Extreme Makeover: All-Star Edition: St. Louis is cleaning house for the midsummer classic, but is it, well, lipstick on a pig?

The last time a swarm of TV cameras, talking heads and newspaper reporters descended on St. Louis, they were all abuzz about Sarah Palin. Leading up to the vice-presidential debate at Washington University in October 2008, Barack Obama characterized the difference between the policies of John McCain and George W. Bush as "lipstick on a pig," an ill-received remark that some said was a veiled reference to the soon-to-be ex-Alaska governor.

Next Tuesday President Obama will throw out the first pitch at the 2009 Major League Baseball All-Star Game, and an even larger media horde will be on hand.

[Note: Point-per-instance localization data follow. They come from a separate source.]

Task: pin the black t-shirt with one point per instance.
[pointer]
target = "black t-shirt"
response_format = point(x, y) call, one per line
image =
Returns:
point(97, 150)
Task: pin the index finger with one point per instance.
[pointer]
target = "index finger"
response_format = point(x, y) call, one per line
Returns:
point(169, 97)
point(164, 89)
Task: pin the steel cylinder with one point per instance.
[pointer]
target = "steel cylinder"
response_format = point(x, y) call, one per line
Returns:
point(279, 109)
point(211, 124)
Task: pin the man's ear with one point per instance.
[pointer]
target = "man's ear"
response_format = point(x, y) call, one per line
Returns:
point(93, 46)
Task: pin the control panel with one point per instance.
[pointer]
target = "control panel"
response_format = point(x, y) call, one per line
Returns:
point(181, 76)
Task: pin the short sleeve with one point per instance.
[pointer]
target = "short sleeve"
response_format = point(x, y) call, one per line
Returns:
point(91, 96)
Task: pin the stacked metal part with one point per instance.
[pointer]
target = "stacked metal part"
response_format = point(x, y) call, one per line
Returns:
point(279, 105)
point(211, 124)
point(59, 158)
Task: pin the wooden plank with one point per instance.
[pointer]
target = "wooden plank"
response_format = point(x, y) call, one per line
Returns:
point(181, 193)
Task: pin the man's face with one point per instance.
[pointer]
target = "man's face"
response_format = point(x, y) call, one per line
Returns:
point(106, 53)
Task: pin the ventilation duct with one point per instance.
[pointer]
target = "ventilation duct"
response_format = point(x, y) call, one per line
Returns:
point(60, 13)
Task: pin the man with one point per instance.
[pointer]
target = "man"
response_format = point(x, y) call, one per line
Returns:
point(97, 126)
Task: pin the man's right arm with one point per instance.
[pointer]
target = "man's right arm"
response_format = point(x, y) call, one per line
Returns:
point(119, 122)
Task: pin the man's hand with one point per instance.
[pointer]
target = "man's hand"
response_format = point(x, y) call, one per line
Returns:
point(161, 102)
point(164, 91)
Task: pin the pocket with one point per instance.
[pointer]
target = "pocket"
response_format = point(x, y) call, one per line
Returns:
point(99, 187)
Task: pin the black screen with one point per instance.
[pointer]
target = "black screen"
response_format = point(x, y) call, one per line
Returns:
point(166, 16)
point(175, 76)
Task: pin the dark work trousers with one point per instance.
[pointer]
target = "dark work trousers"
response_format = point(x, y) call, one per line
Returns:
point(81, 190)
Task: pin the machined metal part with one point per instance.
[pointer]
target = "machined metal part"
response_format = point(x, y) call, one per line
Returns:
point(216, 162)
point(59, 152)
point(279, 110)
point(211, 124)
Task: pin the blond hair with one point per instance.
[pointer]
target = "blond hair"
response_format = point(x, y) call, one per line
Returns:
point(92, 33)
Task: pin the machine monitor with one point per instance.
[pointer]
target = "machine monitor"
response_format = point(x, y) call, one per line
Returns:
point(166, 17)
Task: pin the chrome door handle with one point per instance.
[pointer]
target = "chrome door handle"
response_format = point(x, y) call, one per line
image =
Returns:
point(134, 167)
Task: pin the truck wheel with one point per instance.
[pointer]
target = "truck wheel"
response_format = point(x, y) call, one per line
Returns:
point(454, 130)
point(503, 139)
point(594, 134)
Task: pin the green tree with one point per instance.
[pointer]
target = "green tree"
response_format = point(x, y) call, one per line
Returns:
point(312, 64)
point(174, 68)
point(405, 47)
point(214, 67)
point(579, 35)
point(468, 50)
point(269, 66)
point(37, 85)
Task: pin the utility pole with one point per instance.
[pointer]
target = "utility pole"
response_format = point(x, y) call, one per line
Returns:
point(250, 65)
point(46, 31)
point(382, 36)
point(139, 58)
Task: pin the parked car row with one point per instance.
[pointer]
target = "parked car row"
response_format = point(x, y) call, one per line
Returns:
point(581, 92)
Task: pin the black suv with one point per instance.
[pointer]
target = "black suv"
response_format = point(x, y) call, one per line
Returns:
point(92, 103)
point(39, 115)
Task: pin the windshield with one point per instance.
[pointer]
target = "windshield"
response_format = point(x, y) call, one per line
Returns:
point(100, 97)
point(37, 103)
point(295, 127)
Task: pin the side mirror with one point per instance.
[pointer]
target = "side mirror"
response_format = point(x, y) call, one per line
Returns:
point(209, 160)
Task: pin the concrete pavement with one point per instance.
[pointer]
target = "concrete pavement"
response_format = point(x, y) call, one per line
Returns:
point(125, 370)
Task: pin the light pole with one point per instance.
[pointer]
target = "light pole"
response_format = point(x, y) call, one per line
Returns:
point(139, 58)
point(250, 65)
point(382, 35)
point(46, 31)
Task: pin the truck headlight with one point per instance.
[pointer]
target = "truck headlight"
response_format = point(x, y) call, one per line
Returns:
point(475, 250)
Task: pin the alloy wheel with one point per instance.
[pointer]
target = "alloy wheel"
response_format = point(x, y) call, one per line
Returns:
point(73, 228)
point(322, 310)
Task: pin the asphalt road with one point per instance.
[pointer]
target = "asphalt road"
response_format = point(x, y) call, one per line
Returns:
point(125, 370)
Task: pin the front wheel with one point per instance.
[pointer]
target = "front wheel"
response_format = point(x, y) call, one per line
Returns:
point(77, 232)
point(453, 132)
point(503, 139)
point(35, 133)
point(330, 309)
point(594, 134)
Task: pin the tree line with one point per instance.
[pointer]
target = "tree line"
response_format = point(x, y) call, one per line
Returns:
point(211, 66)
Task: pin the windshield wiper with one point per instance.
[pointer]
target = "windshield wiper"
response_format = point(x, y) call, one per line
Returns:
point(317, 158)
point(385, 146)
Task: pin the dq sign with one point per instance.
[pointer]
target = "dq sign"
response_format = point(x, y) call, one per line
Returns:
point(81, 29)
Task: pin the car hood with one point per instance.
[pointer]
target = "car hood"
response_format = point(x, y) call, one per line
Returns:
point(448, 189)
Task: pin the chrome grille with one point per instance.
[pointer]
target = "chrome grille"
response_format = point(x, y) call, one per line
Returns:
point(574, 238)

Nearly 2,000 journalists have been issued credentials for the game and its peripheral events. With the action set to be broadcast to 226 countries in twelve languages and more than 100 million households, the television audience has also increased substantially.

And this time around, it's the city itself that is sporting lipstick.

Ballpark Village was transformed from a water-filled crater nicknamed "Lake DeWitt" into a softball field as part of the city's preparations for the All-Star Game.
Ballpark Village was transformed from a water-filled crater nicknamed "Lake DeWitt" into a softball field as part of the city's preparations for the All-Star Game.

While no World Series or Final Four will be decided next week, the All-Star Game is the most important sporting event in St. Louis' recent history. City leaders are banking that the game will have a lasting impact on the local economy. If all goes well, they say, the thousands of tourists and executives visiting St. Louis and the millions of viewers tuning in to watch the spectacle will be awed by all the city has to offer.

Naturally, a critical part of the game plan is dispelling the lingering stereotype that downtown remains the same urban wasteland it was when Escape from New York was filmed on St. Louis' streets. As a result, the city has undergone a substantial facelift in the hope of impressing visitors. And, like a pretty-but-pimple-faced girl primping for prom night, the makeup is being applied in layers.

Certain changes, such as the overhaul of Old Post Office Plaza, are substantial and impressive. But in other instances, like the Ballpark Village softball field, they are merely Band-Aids applied to mask the city's flaws during its week in the national spotlight.

"St. Louis is like Moscow before Nixon visited in 1972," jokes KMOX (1120 AM) radio host Charlie Brennan. "Moscow put their best face on; it was kind of a détente. They put new sod down all over, and flowers were planted 72 hours in advance. The city never looked better, but the Western journalists found it funny."

Will the notoriously fickle national media be taken by the elaborate makeover? Will the changes attract businesses and help reestablish the city as a regional power? Does Cardinal Nation care? Or are they far more concerned about how Albert Pujols will fare in the Home Run Derby? The answers may not be clear for years to come, but, for better or worse, St. Louis is putting its best face forward for the midsummer classic.

Perhaps the most illustrative example of St. Louis' concern with keeping up appearances as it struggles to sustain development during the recession is the case of Ballpark Lofts Building No. 8.

The building, located a few hundred feet west of Busch Stadium, is a ramshackle warehouse slated to become upscale loft apartments with views of Stan "The Man" Musial Drive. In what local developer Kevin McGowan describes as an "NFL draft-style auction," nearly $9 million worth of the condos were bought in about 40 minutes in May 2008.

Despite the successful sale, fourteen months later, Ballpark Lofts is still just a dilapidated pile of bricks on a prime piece of downtown real estate. Many of the windows overlooking the stadium are either broken or boarded up. The name "Waldo" is spray-painted in red-and-white bubble letters on a corner facing Highway 40.

"We started construction in about November, did all the demo and the abatement, then the economy crashed and lenders ran for the hills," recounts McGowan, president of Ballpark Lofts' proprietor Blue Urban and two other development companies.

Under pressure from the city, McGowan set out (at last report, unsuccessfully) to spruce up his eyesore in the easiest way possible: by covering it up. "We're trying to get some nice colorful banners, maybe two stories tall, and wrap the building," he says. "Short of that, there isn't much we can do."

There have been several times in the past when St. Louis was desperate to make a good impression, notes Gerald Early, professor of humanities at Washington University who writes about baseball and St. Louis history.

Early compares the scale of the All-Star preparations to the 1904 World's Fair. Back then, much of the Central West End and Forest Park was built to accommodate visitors. Much later, in the years leading up the 1966 All-Star Game (the last one held in St. Louis), the city razed its entire Chinatown and displaced almost 300 people in order to build Busch Stadium I. This time, Early says, St. Louis seems more preoccupied with looking good for the TV cameras.

"Most of it's pretty cosmetic and superficial. It's meant to make a showcase of the city for a very short time," Early says. "It's sort of like a cartoon where you see people sweeping the dirt under a rug. That's exactly what they're doing. You come in and say, 'It's a clean and lovely room,' but the dirt is still there."